In response to the comments on December 3rd (Re: Cards That Hardly See the
Light of Day 11/27 - Patrick), I would disagree that Devolution Spray
doesn't have a use, if used properly.

One of the decks I play is a Dark Vileplume/Muk/Dark Muk deck.  It is
wonderful to see your opponenents eyes glaze over when they see Dark
Vileplume take the bench - because outside of the 15/3 environment, decks
are still trainer-heavy.  The one down side of this is that you cannot play
trainers.  However, thanks to Muk's Pokemon Power and Devolution spray, you
can!

Muk's Pokemon Power prevents all other Pokemon Powers from working.  So
evolve a Grimer into a Muk, and you can use all the trainers you'd like! 
However, that leaves your opponent able to use his trainers on his next turn
too.  The solution - play all of the trainers you can that have accumulated
in your hand and before you attack - play Devolution spray on Muk!  Thus
you've emptied your hand of trainers, gotten everything you can out of it,
and your opponent is still left with a handful of useless trainers.

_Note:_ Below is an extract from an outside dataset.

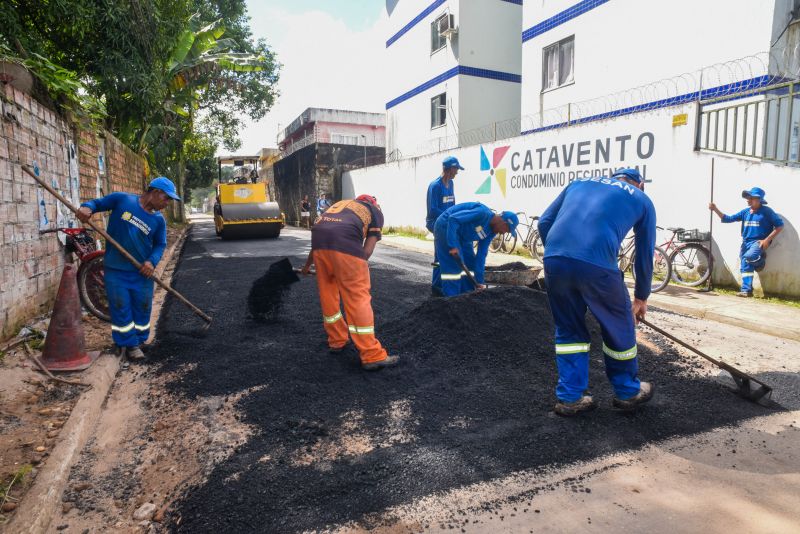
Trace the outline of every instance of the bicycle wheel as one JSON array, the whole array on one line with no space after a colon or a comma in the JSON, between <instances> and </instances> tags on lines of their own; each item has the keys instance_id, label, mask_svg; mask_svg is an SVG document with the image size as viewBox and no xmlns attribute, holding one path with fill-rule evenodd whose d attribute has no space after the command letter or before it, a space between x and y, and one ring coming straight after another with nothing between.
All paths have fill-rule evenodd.
<instances>
[{"instance_id":1,"label":"bicycle wheel","mask_svg":"<svg viewBox=\"0 0 800 534\"><path fill-rule=\"evenodd\" d=\"M536 261L544 262L544 243L542 243L542 236L539 235L539 230L531 230L528 234L528 241L525 243L525 248Z\"/></svg>"},{"instance_id":2,"label":"bicycle wheel","mask_svg":"<svg viewBox=\"0 0 800 534\"><path fill-rule=\"evenodd\" d=\"M106 284L103 279L103 255L81 263L78 268L78 293L89 313L106 322L111 322L108 311Z\"/></svg>"},{"instance_id":3,"label":"bicycle wheel","mask_svg":"<svg viewBox=\"0 0 800 534\"><path fill-rule=\"evenodd\" d=\"M503 252L511 254L517 248L517 232L509 232L503 234L503 243L501 246Z\"/></svg>"},{"instance_id":4,"label":"bicycle wheel","mask_svg":"<svg viewBox=\"0 0 800 534\"><path fill-rule=\"evenodd\" d=\"M630 269L633 279L636 280L636 269L634 264L636 262L636 250L631 251ZM650 284L650 292L658 293L669 284L672 276L672 264L669 261L669 256L664 252L661 247L656 247L653 251L653 280Z\"/></svg>"},{"instance_id":5,"label":"bicycle wheel","mask_svg":"<svg viewBox=\"0 0 800 534\"><path fill-rule=\"evenodd\" d=\"M501 250L503 250L503 241L504 238L502 234L497 234L496 236L494 236L492 242L489 243L489 252L500 252Z\"/></svg>"},{"instance_id":6,"label":"bicycle wheel","mask_svg":"<svg viewBox=\"0 0 800 534\"><path fill-rule=\"evenodd\" d=\"M700 243L686 243L672 251L672 279L677 283L697 287L711 276L711 255Z\"/></svg>"}]
</instances>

Another use would be as following.  Have your Dark Vileplume active, and use
Dark Gloom's Pokemon Power.  Should you fail, your active pokemon becomes
confused - thus Dark Vileplume's Pokemon Power stops working.  Again, you
can use all of the trainers you want, finish up with either a Switch or a
Devolution spray - moving Dark Vileplume to the bench or devolving cures the
confusion.  If using Devolution spray you can now retreat or Switch Dark
Gloom back to the bench, and before attacking, evolve back up to Dark
Vileplume - again leaving your opponent unable to use trainers.

Hope these tips help show that Devolution Spray DOES have some uses.